Despite being injury-free and in the squad for the Border-Gavaskar Trophy series, Pattinson wasn't able to unseat Cummins, Hazlewood or Starc for the Adelaide Test, and is an outside chance to play in any of the remaining three matches.
Chappell spoke glowingly of the 30-year-old and said Australia were lucky to have a fast bowler of his calibre ready to be called upon.
"James Pattinson is a very good bowler. He'd be in any other Test team and in any other era, he'd be a main bowler," Chappell told Wide World of Sports.
"He's just unlucky that he happens to be around at the same time as the current guys.
"It's a terrific position for Australia's bowling stocks to be in.
"James Pattinson would be in any other attack and there are probably a couple of other guys that'd be in a lot of other attacks as well, so Australia's well served for quickies at the moment."
Although Pattinson (48.9) lays claim to a lower Test strike-rate than Trueman (49.4), Garner (50.8), Hadlee (50.8), Holding (50.9), McGrath (51.9) and Lillee (52.0), Chappell cautioned against comparing cricketers of different eras.
"You've got to balance it up against who they're bowling against," he said.
Chappell narrowly missed out on facing Trueman but he padded up against Garner, Holding and Hadlee on the international stage, and Lillee in the nets and Sheffield Shield.

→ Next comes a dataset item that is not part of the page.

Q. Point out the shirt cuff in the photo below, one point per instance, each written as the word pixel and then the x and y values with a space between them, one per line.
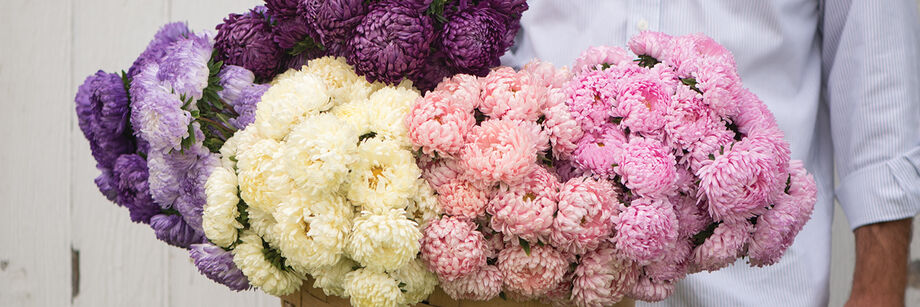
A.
pixel 883 192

"Like all good bowlers they were difficult but if you're playing Test cricket, you're expecting to come up against good bowlers, so you just try and find a way to hang around and score runs," Chappell said.
Although the former Test skipper couldn't be lulled into comparing Pattinson's Test statistics with the records of former champions, he said a quality cricketer would thrive in any era.
"The really good players from any era would be really good players in any other era," Chappell said.
"The reason why they're the best payers in their era is they're better and they're smarter, all those things that go to making up a good cricketer."
Pattinson is determined to play top-level cricket until he's 35, and once the Border-Gavaskar Trophy series is wrapped up, his next challenge will be to earn a recall for Australia's three-match Test tour of South Africa across February and March.
Australia will then play one home Test against Afghanistan in November, before striving to retain the Ashes over the 2021-22 Australian summer.
"I think he'll get a game with all the cricket being played," Chappell said.
"He just won't get as many games as he'd probably like."